The mutation of the potential DNA interacting residue in the LinCas4 (LinCas4Y132A) did not interfere with the DNase activity (Fig. 7A). This advocates that the residue Tyr132 may be dispensable for the DNase activity of the LinCas4, unlike Tyr148 of the Sso0001 and the Tyr166 residue of the PcaCas4 where mutation provokes loss in the DNA binding and cleavage activity (Lemak et al., 2013, 2014). Furthermore, mutation of one of the cysteines (LinCas4C18A) involved in interacting with the presumed 4Fe-4S cluster did not affect the DNase activity of LinCas4 (Fig. 7B). The nuclease activity of LinCas4C18A suggests that the Fe-S cluster is not necessary for LinCas4 nuclease activity, unlike in Sso0001 (Lemak et al., 2013).

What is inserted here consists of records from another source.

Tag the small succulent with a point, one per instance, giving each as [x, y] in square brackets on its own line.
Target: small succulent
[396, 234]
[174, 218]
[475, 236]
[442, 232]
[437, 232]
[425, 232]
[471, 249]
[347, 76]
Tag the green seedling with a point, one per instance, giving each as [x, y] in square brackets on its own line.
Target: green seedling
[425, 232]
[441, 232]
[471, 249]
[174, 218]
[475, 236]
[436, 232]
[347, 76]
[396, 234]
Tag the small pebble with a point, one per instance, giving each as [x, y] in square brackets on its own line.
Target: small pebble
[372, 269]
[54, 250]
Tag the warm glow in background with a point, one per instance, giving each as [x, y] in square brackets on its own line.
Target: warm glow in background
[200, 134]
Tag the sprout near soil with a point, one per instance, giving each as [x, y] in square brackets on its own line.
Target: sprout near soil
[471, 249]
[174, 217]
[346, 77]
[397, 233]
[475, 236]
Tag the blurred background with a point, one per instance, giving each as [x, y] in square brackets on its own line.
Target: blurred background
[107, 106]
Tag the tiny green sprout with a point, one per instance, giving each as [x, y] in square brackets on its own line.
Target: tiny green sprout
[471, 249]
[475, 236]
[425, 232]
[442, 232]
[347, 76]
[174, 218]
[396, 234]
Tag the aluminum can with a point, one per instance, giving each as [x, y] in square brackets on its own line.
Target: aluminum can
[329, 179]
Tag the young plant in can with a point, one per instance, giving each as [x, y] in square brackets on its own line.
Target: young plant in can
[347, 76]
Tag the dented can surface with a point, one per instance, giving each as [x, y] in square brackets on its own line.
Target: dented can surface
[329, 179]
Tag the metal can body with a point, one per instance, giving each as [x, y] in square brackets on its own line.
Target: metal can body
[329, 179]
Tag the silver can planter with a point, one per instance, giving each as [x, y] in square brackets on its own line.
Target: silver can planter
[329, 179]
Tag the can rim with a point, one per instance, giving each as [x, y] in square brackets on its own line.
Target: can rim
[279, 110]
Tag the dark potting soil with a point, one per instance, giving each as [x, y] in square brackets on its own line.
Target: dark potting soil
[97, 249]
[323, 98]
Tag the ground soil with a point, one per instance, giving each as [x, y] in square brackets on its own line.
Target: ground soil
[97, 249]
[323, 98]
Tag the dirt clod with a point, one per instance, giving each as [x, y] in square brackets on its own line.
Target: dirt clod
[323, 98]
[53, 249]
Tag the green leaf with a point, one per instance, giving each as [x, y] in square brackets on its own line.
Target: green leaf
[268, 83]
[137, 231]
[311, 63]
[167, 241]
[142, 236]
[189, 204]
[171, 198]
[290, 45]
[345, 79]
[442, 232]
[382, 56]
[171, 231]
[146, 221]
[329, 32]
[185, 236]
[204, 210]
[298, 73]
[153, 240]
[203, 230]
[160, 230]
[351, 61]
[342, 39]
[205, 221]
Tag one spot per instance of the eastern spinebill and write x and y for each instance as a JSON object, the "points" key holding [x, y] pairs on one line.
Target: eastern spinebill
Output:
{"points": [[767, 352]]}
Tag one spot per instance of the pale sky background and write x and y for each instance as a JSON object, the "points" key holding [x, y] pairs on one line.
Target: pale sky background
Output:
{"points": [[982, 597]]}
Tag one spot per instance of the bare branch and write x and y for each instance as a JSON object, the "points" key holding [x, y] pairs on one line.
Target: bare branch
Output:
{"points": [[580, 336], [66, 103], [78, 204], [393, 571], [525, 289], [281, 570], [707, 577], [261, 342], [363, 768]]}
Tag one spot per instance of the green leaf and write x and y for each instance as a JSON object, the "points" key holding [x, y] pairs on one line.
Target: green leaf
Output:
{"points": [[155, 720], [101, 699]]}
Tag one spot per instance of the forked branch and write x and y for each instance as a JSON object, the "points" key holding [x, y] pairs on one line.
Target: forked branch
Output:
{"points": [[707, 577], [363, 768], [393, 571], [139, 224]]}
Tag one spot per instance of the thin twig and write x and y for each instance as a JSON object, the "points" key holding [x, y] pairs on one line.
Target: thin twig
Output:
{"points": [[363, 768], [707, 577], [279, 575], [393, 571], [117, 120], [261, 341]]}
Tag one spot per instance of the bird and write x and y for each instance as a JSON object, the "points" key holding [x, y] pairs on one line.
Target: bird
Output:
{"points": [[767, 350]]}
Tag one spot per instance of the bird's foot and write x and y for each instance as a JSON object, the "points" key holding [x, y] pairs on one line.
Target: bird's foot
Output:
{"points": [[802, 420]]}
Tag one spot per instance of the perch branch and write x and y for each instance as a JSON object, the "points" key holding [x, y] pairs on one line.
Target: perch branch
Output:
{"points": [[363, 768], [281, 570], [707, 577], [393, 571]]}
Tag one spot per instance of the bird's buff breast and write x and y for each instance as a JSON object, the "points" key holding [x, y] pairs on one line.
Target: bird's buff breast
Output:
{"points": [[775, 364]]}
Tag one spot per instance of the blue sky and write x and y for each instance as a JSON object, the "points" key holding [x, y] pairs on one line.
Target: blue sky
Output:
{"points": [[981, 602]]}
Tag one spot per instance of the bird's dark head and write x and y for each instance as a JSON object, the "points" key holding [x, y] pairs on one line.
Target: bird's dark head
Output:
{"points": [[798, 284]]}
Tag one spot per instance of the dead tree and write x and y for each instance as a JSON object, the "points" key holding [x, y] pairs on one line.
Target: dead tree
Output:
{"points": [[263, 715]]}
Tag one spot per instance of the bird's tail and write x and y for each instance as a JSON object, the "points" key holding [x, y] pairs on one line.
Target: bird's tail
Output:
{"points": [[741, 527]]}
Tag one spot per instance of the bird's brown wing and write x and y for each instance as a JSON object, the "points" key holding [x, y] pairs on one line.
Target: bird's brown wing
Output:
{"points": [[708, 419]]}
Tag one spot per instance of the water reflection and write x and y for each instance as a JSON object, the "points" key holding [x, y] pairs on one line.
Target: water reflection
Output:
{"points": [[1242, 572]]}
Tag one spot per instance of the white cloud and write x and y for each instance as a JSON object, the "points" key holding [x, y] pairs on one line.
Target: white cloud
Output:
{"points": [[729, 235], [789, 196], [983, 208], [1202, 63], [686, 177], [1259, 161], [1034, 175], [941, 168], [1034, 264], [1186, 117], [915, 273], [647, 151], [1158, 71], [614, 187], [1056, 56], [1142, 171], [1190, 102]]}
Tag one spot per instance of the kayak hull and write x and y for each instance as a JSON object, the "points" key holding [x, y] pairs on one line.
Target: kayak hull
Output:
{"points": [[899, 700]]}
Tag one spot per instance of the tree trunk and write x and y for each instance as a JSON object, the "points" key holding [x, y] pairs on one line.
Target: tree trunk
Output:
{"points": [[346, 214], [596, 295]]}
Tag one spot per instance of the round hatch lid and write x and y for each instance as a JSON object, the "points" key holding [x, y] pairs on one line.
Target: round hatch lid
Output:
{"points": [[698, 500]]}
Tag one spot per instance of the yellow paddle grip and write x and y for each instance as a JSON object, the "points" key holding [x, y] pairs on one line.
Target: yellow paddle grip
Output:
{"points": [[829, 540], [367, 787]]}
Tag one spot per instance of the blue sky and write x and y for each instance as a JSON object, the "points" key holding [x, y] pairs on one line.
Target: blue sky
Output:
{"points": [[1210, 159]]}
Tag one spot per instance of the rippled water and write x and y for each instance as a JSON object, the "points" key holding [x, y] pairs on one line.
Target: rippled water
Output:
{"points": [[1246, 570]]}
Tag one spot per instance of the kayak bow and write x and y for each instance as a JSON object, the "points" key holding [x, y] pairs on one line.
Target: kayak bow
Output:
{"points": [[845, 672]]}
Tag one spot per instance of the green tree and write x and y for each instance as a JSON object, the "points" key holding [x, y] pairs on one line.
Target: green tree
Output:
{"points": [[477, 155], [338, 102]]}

2.5. Presence of the 4Fe-4S cluster in the LinCas4

The iron chelation assay revealed that the purified LinCas4 was in an apostate conformation lacking the Fe-S cluster. Therefore, the holo form of LinCas4 was generated through the reconstitution of the Fe-S cluster in LinCas4. The reconstituted LinCas4 showed the existence of a 4Fe-4S cluster (Table 2). In vitro reconstitution of LinCas4 with Fe-S cluster was further substantiated by UV–visible spectroscopy where holo-LinCas4 exhibited a shoulder peak between 380 and 420 nm, characteristic of the 4Fe-4S cluster, while no such peak was observed in the apo-LinCas4 (Fig. 8A) (Lemak et al., 2013). The near UV-visible circular dichroism (CD) spectroscopy analysis of apo and holo forms of LinCas4 revealed two characteristic maxima at 330 and 425 nm in holo-LinCas4, characteristic of the 4Fe-4S cluster containing proteins (Fig. 8B) (Mapolelo et al., 2012; Freibert et al., 2018). This confirms the reconstitution of the 4Fe-4S cluster in the LinCas4, which was lost during the process of purification. Furthermore, analysis of the far UV-CD spectra of the apo-LinCas4 and holo-LinCas4 revealed similar secondary structure characteristics, where 35% α-helix and 17% β-strand is present in the apo-LinCas4 while 36% α-helix and 19% β- strand is present in the holo-LinCas4 (Fig. 9). This suggests that the purified LinCas4, in the absence of the 4Fe-4S cluster, can retain its structural stability. The consistency of the secondary structure characteristics of the apo and holo forms of the LinCas4 is reminiscent to their biochemical characteristics since, both the forms of the LinCas4 cleaved the circular dsDNA substrate without any significant difference in the cleavage product (Fig. S2). This is further validated by the nuclease activity demonstrated by the mutant LinCas4C18A, lacking the cysteine residue essential for forming the 4Fe-4S cluster. It suggests that unlike Sso0001, LinCas4 does not require a Fe-S cluster for maintaining the structural integrity of the RecB domain. The retaining of structural integrity of RecB domain in the absence of the Fe-S cluster in LinCas4 is in line with the reported PcaCas4 where mutation of the cysteine residues does not hinder the nuclease activity of the protein (Lemak et al., 2013, 2014).

Table 2.

Quantification of iron bound to the LinCas4 (holo and apo form) using the ferrozine reagent.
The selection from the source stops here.